Feedback from Over 700 Respondents Highlights Leading vSphere Replacements within the TrueNAS Open Storage Community
iXsystems recently conducted a community survey with 741 respondents that revealed which hypervisors VMware customers are considering most as they seek alternative options to maintain business operations. Considering TrueNAS is designed to provide storage for any hypervisor of choice, the survey aimed to capture insights on user preferences for non-VMware hypervisors in this next era.
With the move by many organizations away from Broadcom as the company shifts its strategy for VMware post-acquisition, users have begun seeking alternatives in an effort to avoid steep price increases and the end of VMware’s free ESXi hypervisor. In addition to cost advantages, Open Source software infrastructure is easy to evaluate with community engagement and documentation available, and without need for special hardware or specific software licenses.
For those who can afford it, some will continue with VMware.
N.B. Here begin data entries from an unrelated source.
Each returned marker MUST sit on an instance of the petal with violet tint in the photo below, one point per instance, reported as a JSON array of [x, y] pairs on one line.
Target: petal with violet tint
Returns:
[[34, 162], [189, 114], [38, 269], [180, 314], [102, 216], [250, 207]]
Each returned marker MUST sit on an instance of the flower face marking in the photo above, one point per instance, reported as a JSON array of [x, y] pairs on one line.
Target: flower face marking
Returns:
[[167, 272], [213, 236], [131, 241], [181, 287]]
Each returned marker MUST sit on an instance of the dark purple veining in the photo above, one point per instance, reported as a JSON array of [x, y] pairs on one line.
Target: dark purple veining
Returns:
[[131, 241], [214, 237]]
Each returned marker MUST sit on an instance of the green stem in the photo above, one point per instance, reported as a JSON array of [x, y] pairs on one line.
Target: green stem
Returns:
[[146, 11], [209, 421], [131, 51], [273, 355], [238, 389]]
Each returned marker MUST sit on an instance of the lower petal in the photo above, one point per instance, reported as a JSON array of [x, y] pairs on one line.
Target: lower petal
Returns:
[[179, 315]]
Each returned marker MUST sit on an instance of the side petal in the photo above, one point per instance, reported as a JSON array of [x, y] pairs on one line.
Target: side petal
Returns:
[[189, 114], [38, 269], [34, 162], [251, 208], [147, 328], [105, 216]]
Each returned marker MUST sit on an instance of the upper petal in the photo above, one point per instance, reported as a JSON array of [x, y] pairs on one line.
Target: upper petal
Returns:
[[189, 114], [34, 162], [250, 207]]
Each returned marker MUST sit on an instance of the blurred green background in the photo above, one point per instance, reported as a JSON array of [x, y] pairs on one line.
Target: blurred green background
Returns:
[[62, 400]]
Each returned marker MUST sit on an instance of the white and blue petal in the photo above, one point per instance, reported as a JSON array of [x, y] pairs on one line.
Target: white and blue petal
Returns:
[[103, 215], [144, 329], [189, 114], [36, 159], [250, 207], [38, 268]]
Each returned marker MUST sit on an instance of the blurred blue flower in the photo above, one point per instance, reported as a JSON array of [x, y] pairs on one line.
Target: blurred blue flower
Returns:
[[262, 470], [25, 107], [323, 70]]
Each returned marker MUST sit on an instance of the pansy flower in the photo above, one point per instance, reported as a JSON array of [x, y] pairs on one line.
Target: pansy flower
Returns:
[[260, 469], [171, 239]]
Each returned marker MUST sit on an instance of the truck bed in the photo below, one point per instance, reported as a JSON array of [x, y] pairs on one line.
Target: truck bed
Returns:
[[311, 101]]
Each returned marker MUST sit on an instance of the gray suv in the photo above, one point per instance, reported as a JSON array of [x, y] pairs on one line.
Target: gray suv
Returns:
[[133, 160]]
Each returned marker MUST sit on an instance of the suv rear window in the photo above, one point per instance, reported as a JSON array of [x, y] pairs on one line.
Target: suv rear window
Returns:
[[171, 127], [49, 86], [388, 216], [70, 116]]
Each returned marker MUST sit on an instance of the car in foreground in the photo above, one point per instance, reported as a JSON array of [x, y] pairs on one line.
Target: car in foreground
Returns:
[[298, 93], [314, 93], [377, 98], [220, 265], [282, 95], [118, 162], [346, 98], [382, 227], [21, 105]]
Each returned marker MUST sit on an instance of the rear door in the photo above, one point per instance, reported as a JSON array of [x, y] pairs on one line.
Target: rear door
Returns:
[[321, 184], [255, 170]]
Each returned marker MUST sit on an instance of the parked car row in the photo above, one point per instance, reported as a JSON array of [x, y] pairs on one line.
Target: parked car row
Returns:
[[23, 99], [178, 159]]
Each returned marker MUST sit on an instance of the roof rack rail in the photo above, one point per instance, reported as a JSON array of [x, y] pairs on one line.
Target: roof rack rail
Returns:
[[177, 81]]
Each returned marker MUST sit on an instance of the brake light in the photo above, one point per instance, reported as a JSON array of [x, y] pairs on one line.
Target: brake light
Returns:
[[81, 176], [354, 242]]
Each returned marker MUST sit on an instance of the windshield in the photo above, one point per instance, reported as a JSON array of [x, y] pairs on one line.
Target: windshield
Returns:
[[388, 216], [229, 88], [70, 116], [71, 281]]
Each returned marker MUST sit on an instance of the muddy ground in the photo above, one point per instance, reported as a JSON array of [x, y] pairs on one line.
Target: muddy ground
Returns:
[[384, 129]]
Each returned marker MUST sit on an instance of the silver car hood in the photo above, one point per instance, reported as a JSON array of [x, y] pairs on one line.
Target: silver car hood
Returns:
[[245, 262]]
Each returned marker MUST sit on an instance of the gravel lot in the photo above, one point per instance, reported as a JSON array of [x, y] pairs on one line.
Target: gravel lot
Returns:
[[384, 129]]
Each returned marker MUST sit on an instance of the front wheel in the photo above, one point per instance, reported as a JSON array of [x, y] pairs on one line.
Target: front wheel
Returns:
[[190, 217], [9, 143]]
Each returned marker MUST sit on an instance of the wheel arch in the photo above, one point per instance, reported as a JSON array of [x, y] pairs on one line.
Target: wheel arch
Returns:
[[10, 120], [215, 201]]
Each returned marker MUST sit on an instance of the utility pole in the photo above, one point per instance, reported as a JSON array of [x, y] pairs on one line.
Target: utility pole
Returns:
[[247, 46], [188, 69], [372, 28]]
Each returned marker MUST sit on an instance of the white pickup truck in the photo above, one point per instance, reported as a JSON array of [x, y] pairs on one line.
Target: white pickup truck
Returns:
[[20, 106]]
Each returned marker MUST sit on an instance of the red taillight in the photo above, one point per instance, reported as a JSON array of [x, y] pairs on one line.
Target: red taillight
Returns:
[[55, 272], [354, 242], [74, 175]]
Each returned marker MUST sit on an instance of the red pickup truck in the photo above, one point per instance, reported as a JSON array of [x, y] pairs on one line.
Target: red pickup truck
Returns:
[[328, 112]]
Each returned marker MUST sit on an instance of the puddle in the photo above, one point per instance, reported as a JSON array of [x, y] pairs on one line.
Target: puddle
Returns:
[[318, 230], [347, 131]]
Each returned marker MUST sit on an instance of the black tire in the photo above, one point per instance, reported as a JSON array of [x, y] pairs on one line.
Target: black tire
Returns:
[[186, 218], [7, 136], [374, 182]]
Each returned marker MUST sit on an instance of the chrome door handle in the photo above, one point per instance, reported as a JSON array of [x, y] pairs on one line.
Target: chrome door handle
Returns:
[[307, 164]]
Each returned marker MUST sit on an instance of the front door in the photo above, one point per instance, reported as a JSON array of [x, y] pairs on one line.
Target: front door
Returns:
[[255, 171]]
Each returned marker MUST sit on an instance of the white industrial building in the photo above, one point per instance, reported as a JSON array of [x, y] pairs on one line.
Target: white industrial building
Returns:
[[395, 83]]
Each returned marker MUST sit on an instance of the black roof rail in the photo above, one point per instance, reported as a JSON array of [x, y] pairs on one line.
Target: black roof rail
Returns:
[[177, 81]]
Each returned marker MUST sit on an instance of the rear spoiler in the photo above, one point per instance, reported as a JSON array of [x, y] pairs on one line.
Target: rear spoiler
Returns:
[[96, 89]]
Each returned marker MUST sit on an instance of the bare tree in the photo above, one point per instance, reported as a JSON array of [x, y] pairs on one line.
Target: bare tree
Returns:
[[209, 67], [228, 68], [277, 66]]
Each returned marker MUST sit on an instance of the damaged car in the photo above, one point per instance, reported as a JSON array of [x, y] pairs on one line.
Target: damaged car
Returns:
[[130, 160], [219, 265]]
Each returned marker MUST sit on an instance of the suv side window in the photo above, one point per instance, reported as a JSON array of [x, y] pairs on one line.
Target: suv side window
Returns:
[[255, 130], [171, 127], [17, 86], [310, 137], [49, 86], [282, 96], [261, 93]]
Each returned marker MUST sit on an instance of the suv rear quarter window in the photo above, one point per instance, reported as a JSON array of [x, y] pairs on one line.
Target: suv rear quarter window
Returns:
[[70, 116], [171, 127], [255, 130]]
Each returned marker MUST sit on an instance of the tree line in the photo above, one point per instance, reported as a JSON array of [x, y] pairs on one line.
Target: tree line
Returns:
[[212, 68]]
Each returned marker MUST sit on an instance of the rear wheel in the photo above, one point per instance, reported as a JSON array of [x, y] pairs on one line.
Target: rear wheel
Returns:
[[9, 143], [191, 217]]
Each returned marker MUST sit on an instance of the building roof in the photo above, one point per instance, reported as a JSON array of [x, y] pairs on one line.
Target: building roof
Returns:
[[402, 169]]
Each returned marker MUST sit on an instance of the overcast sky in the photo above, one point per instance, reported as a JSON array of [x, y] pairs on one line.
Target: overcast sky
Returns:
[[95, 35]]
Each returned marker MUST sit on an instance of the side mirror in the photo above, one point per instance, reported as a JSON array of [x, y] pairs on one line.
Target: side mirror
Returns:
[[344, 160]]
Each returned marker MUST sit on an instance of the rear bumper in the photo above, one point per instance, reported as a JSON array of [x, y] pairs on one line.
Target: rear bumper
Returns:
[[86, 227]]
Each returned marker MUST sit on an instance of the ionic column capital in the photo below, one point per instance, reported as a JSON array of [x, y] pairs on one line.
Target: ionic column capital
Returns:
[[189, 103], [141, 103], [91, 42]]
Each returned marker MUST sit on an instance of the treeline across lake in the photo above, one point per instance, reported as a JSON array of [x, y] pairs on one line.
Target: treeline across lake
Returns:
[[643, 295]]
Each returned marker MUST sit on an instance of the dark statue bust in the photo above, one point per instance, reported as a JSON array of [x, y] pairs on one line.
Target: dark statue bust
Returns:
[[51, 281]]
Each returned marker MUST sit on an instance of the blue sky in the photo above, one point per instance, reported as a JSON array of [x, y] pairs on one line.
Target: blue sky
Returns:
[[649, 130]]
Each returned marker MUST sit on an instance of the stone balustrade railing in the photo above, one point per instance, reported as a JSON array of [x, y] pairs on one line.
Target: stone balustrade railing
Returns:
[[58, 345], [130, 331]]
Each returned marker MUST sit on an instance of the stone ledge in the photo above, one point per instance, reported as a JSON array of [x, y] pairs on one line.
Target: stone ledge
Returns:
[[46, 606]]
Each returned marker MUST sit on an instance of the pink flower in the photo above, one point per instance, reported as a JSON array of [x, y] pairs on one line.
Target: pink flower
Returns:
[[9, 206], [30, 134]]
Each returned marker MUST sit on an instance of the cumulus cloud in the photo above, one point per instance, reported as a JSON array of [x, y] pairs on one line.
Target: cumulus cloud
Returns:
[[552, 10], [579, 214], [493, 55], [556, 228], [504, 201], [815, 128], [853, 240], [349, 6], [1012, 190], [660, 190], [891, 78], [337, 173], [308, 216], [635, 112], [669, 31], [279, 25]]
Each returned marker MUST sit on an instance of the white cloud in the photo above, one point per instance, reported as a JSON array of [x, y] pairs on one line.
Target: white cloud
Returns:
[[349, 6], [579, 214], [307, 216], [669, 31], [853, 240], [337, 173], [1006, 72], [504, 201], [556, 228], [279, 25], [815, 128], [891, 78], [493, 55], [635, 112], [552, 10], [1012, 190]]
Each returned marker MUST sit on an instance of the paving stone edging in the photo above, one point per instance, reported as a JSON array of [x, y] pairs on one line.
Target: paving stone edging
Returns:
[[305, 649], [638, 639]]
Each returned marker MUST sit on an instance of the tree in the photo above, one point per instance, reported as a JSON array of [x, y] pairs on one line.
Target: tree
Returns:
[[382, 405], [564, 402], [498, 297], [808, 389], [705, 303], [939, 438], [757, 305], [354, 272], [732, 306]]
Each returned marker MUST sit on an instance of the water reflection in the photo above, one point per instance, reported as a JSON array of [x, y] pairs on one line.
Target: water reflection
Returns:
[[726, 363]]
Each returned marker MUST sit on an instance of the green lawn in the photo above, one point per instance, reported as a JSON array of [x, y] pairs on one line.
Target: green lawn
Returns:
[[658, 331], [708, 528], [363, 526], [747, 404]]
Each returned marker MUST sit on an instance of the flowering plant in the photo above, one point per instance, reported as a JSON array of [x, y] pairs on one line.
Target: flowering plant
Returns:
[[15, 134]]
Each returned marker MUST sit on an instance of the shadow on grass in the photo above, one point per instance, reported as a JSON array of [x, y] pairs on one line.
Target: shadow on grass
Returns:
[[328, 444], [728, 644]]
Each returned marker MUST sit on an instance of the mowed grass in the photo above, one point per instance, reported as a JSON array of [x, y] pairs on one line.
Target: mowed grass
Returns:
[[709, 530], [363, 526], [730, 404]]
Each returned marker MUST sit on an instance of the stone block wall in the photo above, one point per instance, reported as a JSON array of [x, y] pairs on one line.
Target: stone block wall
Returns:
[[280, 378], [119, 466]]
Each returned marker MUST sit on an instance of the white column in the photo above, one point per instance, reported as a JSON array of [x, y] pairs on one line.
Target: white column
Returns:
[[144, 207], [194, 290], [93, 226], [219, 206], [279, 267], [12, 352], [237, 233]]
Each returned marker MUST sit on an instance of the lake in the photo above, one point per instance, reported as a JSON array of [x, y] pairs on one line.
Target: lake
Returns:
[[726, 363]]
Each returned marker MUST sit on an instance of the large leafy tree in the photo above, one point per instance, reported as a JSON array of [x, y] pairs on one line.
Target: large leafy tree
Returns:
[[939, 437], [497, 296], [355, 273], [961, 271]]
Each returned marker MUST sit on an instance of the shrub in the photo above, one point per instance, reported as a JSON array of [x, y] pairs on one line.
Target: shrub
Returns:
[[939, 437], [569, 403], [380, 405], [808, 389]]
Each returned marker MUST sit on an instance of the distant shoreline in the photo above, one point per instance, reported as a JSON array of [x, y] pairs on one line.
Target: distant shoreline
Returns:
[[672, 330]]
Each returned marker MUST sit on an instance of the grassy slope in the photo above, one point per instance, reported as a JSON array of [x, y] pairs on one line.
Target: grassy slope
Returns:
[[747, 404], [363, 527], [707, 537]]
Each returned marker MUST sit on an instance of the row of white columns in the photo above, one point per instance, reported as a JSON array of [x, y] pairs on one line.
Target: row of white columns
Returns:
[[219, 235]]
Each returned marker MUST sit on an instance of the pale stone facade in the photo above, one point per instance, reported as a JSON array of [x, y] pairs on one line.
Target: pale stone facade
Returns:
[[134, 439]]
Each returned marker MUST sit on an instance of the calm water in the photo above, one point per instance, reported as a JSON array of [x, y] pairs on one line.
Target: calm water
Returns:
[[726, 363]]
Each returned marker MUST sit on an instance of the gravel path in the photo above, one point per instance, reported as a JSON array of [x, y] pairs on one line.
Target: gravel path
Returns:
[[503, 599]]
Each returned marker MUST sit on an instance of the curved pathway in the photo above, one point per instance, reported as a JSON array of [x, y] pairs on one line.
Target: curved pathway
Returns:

For the majority who cannot, or have the flexibility to opt out of an uncertain future in the ecosystem, there are a range of options including Microsoft Hyper-V and several solutions based on either KVM or Xen, which are Open Source. Many are considering Open Source alternatives with permissive licenses and collaborative business models that provide organizations with the confidence that they will not be locked into or out of the technology in the future.
All major commercial and open source choices were presented in the survey. According to the results, 17.8% of respondents are considering sticking with VMware despite its higher cost. The top alternatives identified by the survey were based on KVM, or the “Kernel-based Virtual Machine”, which is a free and open-source module for the Linux kernel that allows the Linux kernel to act as a hypervisor. Based on Linux, KVM is the integrated hypervisor for TrueNAS. 58.8% of respondents are considering KVM-based alternatives, contrasting with deployments of other hypervisors such as Hyper-V (11.9%) and Xen-based hypervisors, including XCP-ng (11.5%).
“Open-source Linux has become the dominant operating system by far, just about everywhere. It includes KVM (hypervisor), Kubernetes, containers, and more.” states Marc Staimer, President, Dragon Slayer Consulting. “Alternative open source hypervisors have proven to be strong viable alternatives, most of which are based on Linux KVM, just as open-source storage alternatives such as TrueNAS have become very viable options to VMware vSAN. Again, most of those alternatives are Linux based.”